In order to change this, first you have to turn off SIP. Boot into recovery mode (CMR+R) then "csrutil disable" (don't forget to enable again later). Then in Finder menu Go to folder "/System/Library/Extensions/IOPlatformPluginFamily.kext/Contents/PlugIns/X86PlatformPlugin.kext/Contents/Resources" Depending on which MBP you have, the file you have to edit is different. Run " ioreg -l | grep board-id" in terminal to figure out the correct file. Then right click on the file, get info, change permission for Everyone to read & write. Open with texteditor (I used Textwrangler) and look for these 4 entries and just completely delete them

> <key>TCPKeepAliveDuringSleep</key>
> <true/>
> <key>TCPKeepAliveExpirationTimeout</key>
> <integer>43200</integer>
> <key>NotificationWake</key>
> <true/>
> <key>DNDWhileDisplaySleeps</key>
<false/>


Save and reboot. Worked for me. Now I have very few wakes when sleeping and battery drain is much better. I'm reporting the bug to Apple. Please do the same so they fix it. Whatever changes you make will probably be overwritten by any updates so they'll need to fix it permanently


Update: I no longer recommend using this fix.

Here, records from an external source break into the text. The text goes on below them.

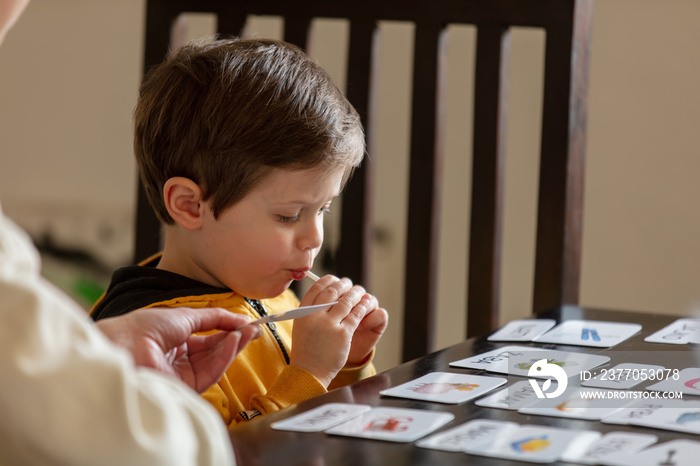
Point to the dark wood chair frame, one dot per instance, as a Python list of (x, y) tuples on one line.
[(567, 25)]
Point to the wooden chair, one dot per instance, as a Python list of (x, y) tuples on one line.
[(567, 24)]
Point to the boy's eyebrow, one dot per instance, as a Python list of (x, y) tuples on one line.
[(302, 203)]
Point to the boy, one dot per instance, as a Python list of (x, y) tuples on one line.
[(242, 145)]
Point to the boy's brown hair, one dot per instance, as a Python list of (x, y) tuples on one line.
[(223, 113)]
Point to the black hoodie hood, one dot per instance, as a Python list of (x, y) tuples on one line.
[(138, 286)]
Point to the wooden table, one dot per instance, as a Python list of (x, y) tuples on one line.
[(256, 443)]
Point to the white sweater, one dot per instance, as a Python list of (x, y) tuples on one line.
[(69, 396)]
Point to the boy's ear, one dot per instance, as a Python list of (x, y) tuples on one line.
[(183, 199)]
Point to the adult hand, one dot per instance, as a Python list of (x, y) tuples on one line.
[(163, 339)]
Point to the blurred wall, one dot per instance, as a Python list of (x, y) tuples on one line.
[(69, 75)]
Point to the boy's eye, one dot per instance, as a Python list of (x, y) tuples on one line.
[(285, 219)]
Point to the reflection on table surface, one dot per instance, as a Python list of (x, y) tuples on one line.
[(256, 443)]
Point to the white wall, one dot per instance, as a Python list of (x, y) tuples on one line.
[(69, 74)]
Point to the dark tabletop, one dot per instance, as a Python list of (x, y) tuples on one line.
[(255, 443)]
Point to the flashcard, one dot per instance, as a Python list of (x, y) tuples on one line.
[(516, 396), (673, 453), (624, 376), (445, 387), (681, 416), (634, 411), (686, 381), (321, 418), (469, 435), (612, 443), (535, 444), (589, 333), (517, 360), (579, 403), (522, 330), (392, 424), (679, 332)]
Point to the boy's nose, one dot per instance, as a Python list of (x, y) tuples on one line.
[(312, 236)]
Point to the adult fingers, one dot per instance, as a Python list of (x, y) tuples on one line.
[(206, 319)]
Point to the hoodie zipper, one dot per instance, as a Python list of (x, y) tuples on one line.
[(260, 309)]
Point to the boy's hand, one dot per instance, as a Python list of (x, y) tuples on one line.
[(368, 333), (321, 342)]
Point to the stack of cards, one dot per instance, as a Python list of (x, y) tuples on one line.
[(686, 381), (445, 387), (535, 444), (517, 360), (589, 333), (681, 332), (591, 404), (624, 376), (676, 415), (572, 332), (380, 423), (673, 453), (522, 330)]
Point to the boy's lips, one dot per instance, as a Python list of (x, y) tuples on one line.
[(299, 274)]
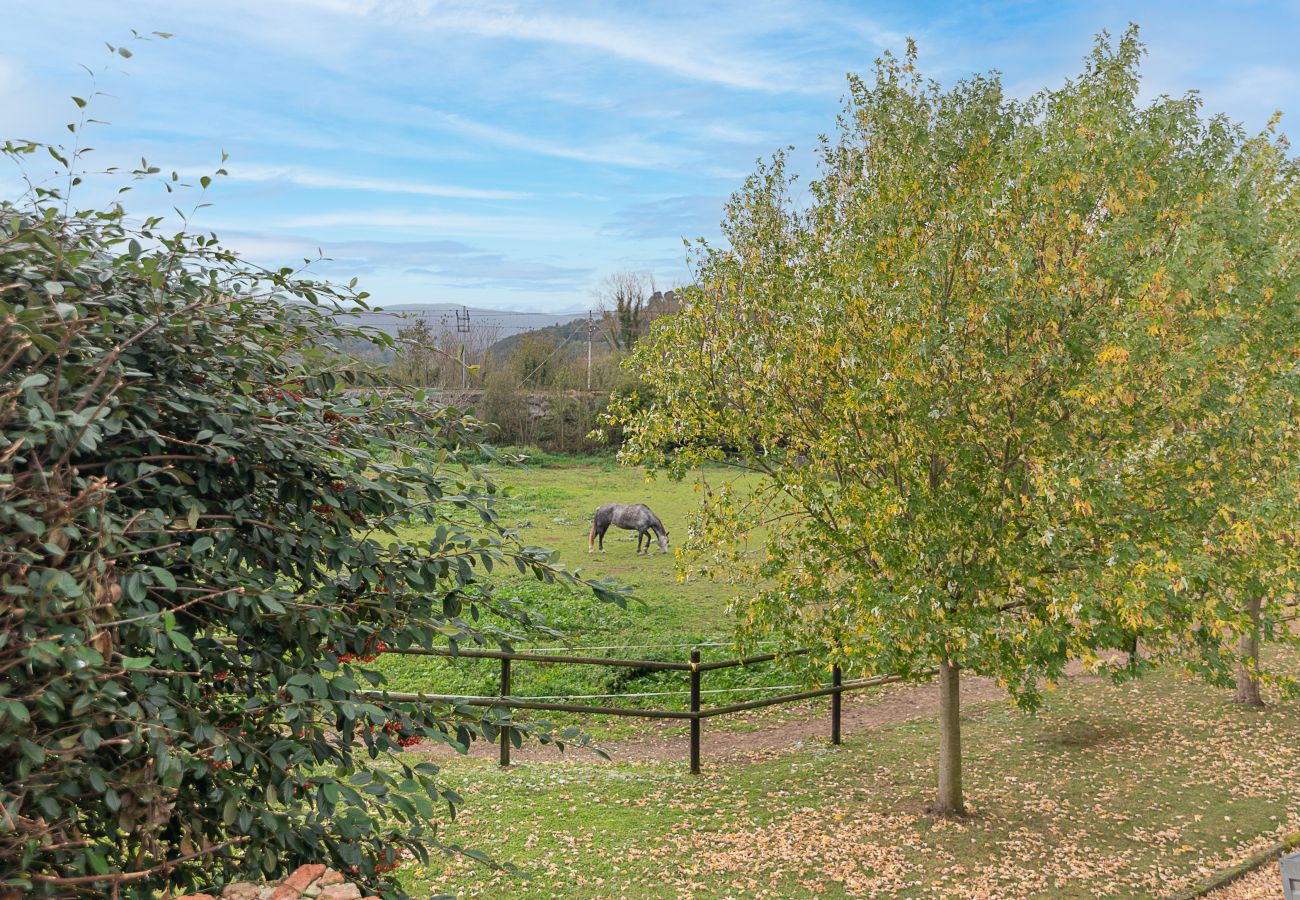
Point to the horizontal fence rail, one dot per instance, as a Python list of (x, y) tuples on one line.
[(696, 667)]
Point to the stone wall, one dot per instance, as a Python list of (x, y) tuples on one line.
[(311, 882)]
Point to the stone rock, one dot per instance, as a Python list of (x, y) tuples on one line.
[(330, 877), (304, 875), (341, 892), (242, 891)]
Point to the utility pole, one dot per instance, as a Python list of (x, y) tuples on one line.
[(463, 328), (589, 327)]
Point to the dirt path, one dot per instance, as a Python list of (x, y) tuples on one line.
[(664, 740)]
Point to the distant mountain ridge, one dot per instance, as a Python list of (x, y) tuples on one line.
[(453, 317)]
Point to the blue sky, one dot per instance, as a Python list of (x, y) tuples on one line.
[(511, 156)]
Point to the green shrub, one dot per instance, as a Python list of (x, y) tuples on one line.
[(198, 540)]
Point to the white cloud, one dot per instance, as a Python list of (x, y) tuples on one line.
[(341, 181), (631, 154), (442, 223)]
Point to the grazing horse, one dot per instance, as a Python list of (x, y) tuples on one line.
[(633, 516)]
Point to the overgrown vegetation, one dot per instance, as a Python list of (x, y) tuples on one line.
[(1021, 380), (199, 544)]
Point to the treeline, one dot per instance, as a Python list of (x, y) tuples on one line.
[(545, 388)]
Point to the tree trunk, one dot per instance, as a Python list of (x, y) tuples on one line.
[(1248, 650), (950, 800)]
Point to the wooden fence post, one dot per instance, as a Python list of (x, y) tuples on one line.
[(694, 708), (505, 692), (835, 704)]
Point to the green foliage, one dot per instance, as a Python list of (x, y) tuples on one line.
[(1001, 373), (199, 539)]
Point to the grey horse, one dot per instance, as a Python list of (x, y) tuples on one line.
[(633, 516)]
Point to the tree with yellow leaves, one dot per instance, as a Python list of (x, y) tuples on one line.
[(970, 367)]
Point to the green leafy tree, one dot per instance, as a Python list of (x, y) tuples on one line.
[(200, 546), (970, 367), (417, 360)]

Something changed in 10.12.4. After redoing the steps outlined, I saw that the drain was about the same as without the fix, but then for the next days saw that it actually was worse. One night my battery dropped 10% overnight, and pmset showed no wakes. Very odd. I had to revert to a Time Machine backup because simply undoing the steps by changing the text does not revert this for whatever reason. So my suggestion is that if you are on 10.12.4 then do not follow this guide and learn to live with the slight drain that occurs. I'm not aware of any fix at the moment. Note this is with a 2016 MBP nTB so it may be different with 2015 or the regular MB.
 
Last edited:

Antairez

macrumors regular
Mar 17, 2015
159
99
Tried it, gonna report if this helps.
May I ask why is this turned on by Apple in the first place? Must have served some purpose.
 

jun180

macrumors regular
Apr 27, 2010
138
108
I have been trouble shooting battery issues on the 13" TB and 15" TB models. I came to the same theory as you, that the laptops were waking while 'asleep' due to notifications from apps like imessages or facebook.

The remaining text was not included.